Probably the most recognizable cheese protected by its DOP status is the beloved Parmigiano Reggiano, as it must come from one of the five regions of Emilia-Romagna in Northern Italy to be called by that name. If a similar cheese is made somewhere else, it’s just called Parmesan. This might seem like arbitrary red tape, but in fact, the cheese of that region truly is different because of numerous environmental factors: The milk produced by the cows in this region has unique microbiological characteristics that allow the master cheesemakers to craft this cheese without adding anything external, like enzymes or specific bacteria, to manipulate the flavor development. It’s an art that dates back a thousand years to when monks first began this cheese-making process.
Parmigiano Reggiano isn’t the only grainy hard cheese medieval monks are responsible for. Also from Northern Italy, in Po River Valley, comes Italy’s most-produced cheese, Grana Padano, a hard cheese with a grainy texture similar to Parmigiano Reggiano. Although similar, these two cheeses are made using different processes and are typically used in different ways; Grana Padano is more often used in cooking, and Parmigiano Reggiano more often as topping, but that’s not a hard and fast rule.

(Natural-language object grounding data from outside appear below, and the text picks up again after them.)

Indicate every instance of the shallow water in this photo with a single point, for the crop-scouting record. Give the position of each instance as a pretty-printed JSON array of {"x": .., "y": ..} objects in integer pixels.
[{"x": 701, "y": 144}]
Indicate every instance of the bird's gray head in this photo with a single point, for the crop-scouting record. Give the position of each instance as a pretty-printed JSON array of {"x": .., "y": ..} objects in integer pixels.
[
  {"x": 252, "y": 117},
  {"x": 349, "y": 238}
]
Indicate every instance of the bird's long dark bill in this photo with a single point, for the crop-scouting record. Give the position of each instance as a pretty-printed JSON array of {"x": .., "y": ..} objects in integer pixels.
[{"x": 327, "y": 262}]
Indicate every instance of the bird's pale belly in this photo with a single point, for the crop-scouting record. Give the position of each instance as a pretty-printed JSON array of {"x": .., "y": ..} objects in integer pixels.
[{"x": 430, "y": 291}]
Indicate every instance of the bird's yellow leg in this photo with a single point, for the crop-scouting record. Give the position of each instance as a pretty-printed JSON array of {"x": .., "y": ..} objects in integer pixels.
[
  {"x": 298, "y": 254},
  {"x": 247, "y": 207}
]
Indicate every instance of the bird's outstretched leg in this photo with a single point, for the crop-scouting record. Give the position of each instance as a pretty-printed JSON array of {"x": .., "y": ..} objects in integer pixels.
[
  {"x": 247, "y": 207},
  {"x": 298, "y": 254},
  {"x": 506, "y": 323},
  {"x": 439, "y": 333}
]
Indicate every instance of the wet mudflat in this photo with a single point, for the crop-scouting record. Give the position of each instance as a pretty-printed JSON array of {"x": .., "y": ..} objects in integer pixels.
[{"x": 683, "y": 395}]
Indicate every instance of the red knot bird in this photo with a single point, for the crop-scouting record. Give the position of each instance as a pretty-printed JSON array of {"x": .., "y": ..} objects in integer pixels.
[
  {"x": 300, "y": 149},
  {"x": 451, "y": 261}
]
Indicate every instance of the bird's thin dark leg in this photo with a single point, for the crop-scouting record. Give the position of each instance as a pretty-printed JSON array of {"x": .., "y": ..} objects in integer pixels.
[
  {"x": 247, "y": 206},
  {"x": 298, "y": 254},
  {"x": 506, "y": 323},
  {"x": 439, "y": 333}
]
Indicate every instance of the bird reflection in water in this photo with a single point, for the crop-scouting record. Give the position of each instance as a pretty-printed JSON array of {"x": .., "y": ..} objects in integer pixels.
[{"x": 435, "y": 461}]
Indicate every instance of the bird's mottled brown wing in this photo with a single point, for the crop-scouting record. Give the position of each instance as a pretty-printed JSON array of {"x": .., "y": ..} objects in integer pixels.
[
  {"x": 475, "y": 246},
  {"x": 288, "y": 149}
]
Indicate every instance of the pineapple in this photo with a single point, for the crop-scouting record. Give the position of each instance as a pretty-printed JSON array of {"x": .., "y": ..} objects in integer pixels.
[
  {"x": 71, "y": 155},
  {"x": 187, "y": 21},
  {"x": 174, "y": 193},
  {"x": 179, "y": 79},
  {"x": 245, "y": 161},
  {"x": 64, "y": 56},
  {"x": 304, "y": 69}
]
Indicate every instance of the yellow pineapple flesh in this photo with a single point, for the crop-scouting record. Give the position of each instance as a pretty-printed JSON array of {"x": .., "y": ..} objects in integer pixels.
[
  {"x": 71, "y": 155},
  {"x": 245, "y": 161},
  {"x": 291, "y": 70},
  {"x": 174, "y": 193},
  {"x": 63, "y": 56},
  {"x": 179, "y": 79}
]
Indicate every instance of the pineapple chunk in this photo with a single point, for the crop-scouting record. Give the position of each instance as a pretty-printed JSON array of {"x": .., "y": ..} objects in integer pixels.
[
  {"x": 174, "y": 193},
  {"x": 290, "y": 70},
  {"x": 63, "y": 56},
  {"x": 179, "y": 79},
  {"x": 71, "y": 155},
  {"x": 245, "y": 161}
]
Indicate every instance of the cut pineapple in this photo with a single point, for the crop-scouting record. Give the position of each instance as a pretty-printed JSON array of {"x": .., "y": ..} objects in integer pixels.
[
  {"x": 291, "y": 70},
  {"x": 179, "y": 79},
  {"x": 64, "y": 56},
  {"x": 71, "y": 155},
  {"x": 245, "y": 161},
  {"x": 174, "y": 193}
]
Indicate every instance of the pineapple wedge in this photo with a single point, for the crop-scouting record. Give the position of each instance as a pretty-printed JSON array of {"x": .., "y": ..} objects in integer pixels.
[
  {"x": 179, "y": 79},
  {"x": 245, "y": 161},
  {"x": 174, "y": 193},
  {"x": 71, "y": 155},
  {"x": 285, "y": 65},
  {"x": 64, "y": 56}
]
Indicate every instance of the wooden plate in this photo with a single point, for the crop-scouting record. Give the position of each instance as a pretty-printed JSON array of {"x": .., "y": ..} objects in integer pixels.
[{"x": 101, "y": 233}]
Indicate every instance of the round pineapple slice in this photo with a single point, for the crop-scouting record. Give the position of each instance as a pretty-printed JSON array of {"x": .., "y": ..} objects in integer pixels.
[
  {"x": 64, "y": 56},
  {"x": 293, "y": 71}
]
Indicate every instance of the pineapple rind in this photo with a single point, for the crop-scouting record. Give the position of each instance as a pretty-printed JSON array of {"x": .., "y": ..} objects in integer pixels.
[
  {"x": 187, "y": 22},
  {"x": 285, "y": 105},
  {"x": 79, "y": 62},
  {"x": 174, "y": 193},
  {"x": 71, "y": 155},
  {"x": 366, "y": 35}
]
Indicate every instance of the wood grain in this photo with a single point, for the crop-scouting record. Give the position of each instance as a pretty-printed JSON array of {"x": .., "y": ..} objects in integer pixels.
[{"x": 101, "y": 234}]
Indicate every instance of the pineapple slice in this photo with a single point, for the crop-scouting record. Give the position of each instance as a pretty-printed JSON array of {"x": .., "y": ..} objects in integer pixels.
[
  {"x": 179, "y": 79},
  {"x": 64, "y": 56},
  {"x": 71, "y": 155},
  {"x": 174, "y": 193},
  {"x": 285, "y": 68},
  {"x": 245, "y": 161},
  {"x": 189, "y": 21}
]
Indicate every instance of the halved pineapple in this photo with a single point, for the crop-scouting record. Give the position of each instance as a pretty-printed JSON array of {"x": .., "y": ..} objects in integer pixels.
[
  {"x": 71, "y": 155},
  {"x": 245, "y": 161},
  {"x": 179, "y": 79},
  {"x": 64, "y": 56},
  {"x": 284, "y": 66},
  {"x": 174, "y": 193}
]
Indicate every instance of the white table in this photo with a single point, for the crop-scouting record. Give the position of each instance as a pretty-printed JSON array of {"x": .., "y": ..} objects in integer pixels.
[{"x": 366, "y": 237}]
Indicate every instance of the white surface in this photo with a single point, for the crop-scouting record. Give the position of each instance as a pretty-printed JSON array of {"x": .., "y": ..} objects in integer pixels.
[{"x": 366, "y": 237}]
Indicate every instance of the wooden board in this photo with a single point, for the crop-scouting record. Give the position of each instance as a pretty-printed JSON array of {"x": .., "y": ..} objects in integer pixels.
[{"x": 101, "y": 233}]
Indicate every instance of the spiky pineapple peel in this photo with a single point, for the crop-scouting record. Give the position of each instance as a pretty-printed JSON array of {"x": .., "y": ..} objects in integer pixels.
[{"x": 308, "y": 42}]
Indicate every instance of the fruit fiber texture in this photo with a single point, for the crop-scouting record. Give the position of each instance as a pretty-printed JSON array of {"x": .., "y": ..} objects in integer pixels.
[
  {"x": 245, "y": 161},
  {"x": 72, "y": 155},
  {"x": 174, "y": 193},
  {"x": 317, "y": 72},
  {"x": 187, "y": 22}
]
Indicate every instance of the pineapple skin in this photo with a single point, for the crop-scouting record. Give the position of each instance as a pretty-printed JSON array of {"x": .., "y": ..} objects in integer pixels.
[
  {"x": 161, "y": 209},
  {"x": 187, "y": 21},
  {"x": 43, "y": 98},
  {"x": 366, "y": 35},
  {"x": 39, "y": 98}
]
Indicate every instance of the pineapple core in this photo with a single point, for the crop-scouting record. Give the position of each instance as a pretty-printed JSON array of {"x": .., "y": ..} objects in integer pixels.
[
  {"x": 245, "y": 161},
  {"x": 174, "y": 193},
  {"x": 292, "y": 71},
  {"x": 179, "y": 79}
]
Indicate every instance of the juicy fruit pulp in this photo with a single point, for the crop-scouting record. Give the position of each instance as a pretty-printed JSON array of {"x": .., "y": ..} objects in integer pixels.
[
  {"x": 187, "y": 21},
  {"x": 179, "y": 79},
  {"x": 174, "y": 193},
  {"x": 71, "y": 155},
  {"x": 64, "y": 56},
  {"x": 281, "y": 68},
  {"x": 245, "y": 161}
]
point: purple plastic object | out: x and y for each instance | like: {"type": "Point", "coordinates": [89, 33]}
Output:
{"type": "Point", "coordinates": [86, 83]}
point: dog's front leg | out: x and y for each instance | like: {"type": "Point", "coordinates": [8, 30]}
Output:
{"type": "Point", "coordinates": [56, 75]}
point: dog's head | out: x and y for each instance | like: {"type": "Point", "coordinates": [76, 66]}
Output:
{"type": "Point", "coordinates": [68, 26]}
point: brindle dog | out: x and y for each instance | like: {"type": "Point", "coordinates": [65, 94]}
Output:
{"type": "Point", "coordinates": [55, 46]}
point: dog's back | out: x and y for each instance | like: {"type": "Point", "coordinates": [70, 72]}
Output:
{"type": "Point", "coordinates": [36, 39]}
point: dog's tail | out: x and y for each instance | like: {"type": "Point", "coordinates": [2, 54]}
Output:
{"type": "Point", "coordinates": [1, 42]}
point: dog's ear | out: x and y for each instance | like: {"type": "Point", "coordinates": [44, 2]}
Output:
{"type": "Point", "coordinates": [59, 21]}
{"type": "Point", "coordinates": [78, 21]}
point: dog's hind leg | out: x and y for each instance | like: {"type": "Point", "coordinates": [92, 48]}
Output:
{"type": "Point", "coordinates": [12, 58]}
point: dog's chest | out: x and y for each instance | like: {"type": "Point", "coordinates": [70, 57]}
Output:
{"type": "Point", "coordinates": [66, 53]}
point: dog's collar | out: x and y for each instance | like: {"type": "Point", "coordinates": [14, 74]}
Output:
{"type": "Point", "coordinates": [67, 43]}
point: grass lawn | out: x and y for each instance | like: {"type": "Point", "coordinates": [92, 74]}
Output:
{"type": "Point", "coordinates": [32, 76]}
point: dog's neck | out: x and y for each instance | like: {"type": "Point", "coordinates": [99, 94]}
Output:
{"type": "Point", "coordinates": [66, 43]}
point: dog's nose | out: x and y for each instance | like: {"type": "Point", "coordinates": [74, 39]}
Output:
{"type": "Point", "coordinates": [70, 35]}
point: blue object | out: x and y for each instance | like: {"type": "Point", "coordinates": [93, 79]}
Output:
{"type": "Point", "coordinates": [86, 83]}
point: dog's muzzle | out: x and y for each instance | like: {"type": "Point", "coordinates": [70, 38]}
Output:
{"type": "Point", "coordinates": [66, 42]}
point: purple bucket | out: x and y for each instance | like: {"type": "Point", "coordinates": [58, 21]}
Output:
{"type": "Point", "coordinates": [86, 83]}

Pecorino Romano dates back even further, back to early Roman times when it was said to be the food of the Roman soldiers because it stored well and offered dense nutrition. This hard cheese is made with sheep milk and is the main ingredient of cacio e pepe, the pasta dish that shines as one of the most epically simple and delightful plates of all time; here is a favorite, authentic cacio e pepe recipe we recommend you try.
We haven’t even begun to scratch the surface of the Italian cheeses list. The truth is, every cheese from the creamiest Burrata to the most crystalline Parmigiano Reggiano has a long and rich history, and we hope that as you enjoy the best cheese Italy has to offer, you’ll get to know some more of the stories along the way.